On the good side, I finished a pretty tapered-bezel ring, set with a lovely, very dark green, mine-cute style tourmaline. The setting went well- I did that yesterday- and the polishing did, too. I got a very nice finish on it indeed! So that one can get photographed at some point, and put up for sale.

Which brings me to the last of the tapered-bezel rings I started around a year ago! I wanted to do enough of them that I could be very confident I knew how to do them and do them well. And it's worked, for the most part... but there is one glaring exception that's given me a lot of grief over this whole process, and which was especially nasty today: holding the setting into the ring shank while soldering the 2 together.

A part of the problem- in fact, a great deal of it- is that the shanks are broken where the setting fits into them. I did not have these issues when the shanks remained intact, except for the (tapered) hole drilled into them in which the bezel was placed. The problem is that with the shank split, when it gets hot it wants to spread apart if there's any pressure holding the bezel in- and if there's no pressure holding the bezel in fairly firmly, it ends up askew.

I've used binding wire, with mixed success. I put a ring of it around the middle of the ring, to keep the ring from spreading (in theory), then use another loop around the bezel and the back side of the ring to hold the bezel in place. This works great... as long as it's cold. But when I apply the torch, the binding wire expands long before the ring does, and so the belt around the middle loosens, and then the one holding the bezel in expands along the side closest to the torch, and the bezel ends up crooked.

If I were making a ton of the things, all the same size, I'd carve out a soft soldering board so that would hold things into place. But I'm not, and can't really see doing so.

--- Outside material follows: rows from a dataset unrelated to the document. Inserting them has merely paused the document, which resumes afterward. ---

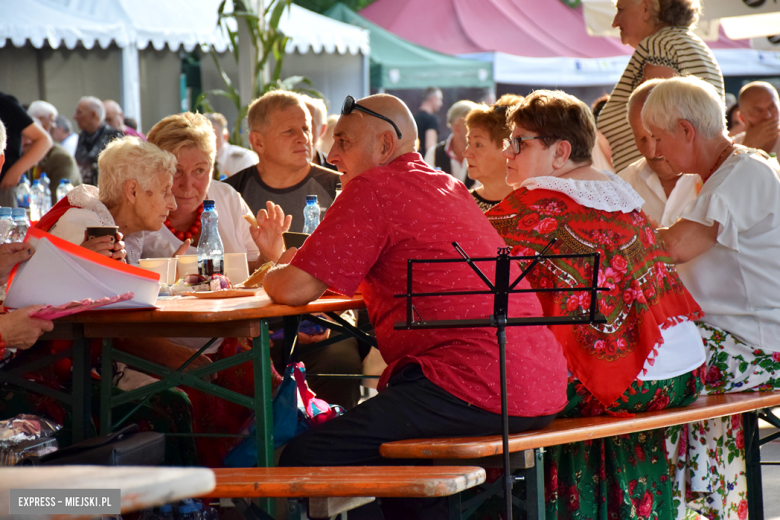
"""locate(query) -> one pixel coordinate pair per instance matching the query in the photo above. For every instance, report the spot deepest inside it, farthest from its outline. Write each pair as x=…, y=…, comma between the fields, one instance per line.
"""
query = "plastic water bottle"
x=63, y=189
x=211, y=252
x=311, y=214
x=22, y=193
x=46, y=184
x=6, y=224
x=36, y=201
x=21, y=225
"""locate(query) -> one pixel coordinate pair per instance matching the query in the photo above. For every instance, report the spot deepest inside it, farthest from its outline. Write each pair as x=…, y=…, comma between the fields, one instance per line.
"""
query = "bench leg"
x=753, y=465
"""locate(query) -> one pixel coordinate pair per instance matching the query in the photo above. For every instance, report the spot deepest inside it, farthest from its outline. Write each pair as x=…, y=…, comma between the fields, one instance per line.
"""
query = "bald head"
x=758, y=102
x=363, y=141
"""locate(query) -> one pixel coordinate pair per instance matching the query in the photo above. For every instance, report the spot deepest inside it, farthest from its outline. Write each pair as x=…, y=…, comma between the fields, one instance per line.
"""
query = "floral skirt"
x=625, y=476
x=710, y=460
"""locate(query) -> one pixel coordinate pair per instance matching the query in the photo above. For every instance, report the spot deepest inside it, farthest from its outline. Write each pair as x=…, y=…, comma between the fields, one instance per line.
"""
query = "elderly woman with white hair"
x=133, y=193
x=725, y=247
x=660, y=31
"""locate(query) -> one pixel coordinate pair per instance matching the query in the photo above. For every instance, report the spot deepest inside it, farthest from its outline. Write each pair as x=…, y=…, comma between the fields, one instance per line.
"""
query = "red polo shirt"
x=406, y=210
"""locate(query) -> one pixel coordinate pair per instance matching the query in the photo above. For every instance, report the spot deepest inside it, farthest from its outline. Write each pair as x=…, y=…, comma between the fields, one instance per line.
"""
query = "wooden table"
x=141, y=487
x=185, y=317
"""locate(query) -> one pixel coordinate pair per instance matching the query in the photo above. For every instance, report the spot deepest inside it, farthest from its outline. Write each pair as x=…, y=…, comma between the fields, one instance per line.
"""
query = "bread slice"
x=256, y=278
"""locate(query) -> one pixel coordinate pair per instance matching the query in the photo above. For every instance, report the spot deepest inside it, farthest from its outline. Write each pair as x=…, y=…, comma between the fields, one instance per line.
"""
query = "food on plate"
x=256, y=278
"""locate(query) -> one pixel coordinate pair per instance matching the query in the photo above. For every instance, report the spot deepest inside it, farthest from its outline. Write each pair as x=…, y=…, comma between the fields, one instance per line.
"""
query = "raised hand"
x=271, y=223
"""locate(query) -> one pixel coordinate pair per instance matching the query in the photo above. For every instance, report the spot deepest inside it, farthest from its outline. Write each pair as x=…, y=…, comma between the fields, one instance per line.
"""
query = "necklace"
x=193, y=231
x=720, y=157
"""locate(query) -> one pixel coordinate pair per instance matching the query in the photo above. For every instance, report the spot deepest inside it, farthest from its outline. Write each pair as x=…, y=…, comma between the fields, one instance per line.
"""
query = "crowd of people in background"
x=680, y=196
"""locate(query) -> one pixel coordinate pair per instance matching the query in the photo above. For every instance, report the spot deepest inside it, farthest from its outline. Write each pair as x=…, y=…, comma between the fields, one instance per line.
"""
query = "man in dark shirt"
x=280, y=129
x=19, y=124
x=95, y=135
x=426, y=121
x=280, y=133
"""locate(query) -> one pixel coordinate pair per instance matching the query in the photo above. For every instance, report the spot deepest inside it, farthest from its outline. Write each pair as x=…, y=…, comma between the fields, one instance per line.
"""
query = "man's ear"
x=132, y=190
x=562, y=153
x=256, y=142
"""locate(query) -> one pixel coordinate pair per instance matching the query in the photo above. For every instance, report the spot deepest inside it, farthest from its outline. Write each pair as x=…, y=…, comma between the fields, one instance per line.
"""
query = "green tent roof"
x=399, y=64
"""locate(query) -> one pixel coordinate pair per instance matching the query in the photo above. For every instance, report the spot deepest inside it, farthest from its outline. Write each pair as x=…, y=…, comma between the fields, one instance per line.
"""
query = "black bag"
x=127, y=447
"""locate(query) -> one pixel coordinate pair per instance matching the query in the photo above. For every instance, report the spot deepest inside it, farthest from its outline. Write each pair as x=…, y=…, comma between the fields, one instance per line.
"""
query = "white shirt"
x=460, y=169
x=231, y=159
x=233, y=228
x=647, y=184
x=737, y=281
x=739, y=138
x=91, y=212
x=682, y=349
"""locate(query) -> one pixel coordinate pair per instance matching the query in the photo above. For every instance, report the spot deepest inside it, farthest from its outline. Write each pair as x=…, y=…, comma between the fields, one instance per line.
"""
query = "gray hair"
x=130, y=158
x=64, y=123
x=688, y=98
x=96, y=105
x=42, y=109
x=460, y=109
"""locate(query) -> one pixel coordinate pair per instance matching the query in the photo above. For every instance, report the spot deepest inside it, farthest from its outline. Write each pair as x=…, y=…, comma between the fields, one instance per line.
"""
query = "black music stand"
x=501, y=290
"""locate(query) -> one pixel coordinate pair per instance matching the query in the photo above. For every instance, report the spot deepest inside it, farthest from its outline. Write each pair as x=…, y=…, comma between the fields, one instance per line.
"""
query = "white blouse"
x=682, y=349
x=233, y=228
x=737, y=281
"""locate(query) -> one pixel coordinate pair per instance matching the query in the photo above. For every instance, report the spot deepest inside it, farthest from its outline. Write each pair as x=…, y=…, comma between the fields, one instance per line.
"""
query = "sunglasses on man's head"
x=513, y=143
x=350, y=104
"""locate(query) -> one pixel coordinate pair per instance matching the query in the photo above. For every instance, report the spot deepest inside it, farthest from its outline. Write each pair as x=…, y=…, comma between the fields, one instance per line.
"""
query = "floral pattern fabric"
x=645, y=294
x=711, y=454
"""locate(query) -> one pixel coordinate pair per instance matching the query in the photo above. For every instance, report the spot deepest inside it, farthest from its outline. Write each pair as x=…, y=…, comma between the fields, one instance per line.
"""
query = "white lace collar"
x=87, y=197
x=613, y=195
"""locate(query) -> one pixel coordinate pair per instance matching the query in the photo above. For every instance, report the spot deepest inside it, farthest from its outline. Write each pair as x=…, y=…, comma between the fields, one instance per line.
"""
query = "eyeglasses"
x=350, y=104
x=514, y=142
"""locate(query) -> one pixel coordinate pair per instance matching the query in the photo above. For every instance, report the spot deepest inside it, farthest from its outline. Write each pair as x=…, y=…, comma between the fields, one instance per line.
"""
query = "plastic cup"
x=187, y=264
x=156, y=265
x=236, y=268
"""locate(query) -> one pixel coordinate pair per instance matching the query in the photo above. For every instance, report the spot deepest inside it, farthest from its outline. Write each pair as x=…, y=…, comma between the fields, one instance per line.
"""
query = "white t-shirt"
x=737, y=281
x=682, y=349
x=233, y=228
x=647, y=184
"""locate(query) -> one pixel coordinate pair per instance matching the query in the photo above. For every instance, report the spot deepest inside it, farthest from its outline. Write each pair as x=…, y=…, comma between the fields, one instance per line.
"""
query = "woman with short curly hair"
x=665, y=46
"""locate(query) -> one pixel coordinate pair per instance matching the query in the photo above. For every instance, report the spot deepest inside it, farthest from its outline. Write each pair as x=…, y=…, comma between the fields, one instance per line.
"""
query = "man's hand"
x=762, y=136
x=102, y=245
x=271, y=223
x=21, y=331
x=12, y=254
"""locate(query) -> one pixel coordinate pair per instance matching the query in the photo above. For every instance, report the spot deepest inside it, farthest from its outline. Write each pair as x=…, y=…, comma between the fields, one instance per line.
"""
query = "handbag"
x=296, y=409
x=127, y=447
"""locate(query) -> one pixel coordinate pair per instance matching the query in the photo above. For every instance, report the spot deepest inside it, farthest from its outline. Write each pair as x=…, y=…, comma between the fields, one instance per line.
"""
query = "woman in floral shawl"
x=648, y=356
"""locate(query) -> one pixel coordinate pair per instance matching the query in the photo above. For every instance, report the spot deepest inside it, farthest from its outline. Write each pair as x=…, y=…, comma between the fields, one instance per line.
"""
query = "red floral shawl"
x=645, y=295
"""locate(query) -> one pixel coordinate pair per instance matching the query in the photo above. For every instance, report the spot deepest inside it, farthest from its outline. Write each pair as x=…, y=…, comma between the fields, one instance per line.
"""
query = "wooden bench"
x=332, y=490
x=527, y=447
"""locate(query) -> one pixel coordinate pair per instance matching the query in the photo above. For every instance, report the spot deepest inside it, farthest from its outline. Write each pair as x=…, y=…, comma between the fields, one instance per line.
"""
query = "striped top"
x=674, y=47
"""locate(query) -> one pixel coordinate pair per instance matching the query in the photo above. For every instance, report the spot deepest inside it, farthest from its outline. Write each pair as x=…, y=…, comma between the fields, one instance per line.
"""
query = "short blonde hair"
x=260, y=110
x=688, y=98
x=182, y=130
x=130, y=158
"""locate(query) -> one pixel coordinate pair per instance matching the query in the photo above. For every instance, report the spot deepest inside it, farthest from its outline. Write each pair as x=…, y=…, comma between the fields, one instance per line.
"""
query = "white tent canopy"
x=134, y=24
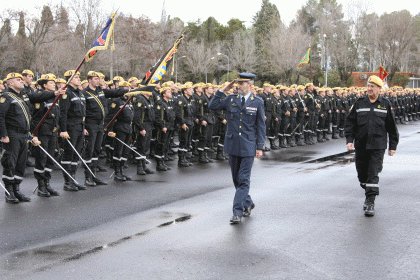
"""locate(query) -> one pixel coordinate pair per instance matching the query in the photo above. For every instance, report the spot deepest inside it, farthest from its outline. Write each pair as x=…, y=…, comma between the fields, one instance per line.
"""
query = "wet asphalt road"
x=308, y=222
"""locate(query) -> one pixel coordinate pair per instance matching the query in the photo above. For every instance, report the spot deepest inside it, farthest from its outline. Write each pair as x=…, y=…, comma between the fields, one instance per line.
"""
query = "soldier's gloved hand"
x=35, y=141
x=65, y=135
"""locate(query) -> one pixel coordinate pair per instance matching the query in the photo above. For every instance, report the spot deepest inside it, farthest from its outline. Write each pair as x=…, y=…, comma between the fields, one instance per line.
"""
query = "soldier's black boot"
x=117, y=172
x=181, y=160
x=335, y=133
x=325, y=136
x=219, y=155
x=202, y=158
x=42, y=190
x=68, y=186
x=140, y=170
x=299, y=140
x=78, y=186
x=50, y=189
x=160, y=166
x=145, y=168
x=89, y=179
x=20, y=196
x=127, y=178
x=370, y=206
x=319, y=137
x=10, y=198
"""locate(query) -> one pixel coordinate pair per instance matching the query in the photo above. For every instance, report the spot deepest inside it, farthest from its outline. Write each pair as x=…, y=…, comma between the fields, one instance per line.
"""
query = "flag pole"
x=58, y=97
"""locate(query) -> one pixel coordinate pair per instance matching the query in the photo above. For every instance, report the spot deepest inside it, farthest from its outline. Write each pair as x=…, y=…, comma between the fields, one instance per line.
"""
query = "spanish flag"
x=102, y=42
x=156, y=73
x=306, y=59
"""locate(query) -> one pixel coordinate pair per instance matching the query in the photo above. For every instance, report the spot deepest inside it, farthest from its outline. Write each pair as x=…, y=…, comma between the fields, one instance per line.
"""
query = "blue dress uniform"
x=245, y=134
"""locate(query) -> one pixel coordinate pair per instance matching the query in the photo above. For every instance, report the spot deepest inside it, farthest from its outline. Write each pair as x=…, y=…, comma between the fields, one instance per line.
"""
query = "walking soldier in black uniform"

Another approach would be tack welding, but that's tricky to do with sterling, and when I've tried I've generally gotten either no tack at all or a sort of silver explosion. I'll grant I haven't practiced that much, but still! I have not had good luck with third hands for this; they're such huge heat sinks for something like this, plus they're big enough that I can't really see to get the bezel lined up properly. Thus my main approach has been repeated tries- of which I did 2 today, both failing. So I am not a happy camper right now, and am trying to figure out a better approach.

If it were just these rings, that would be one thing! But I think the basic principles are applicable across a variety of designs, and so it behooves me to figure out a solution.

Maybe it's time to get the tack welder out again!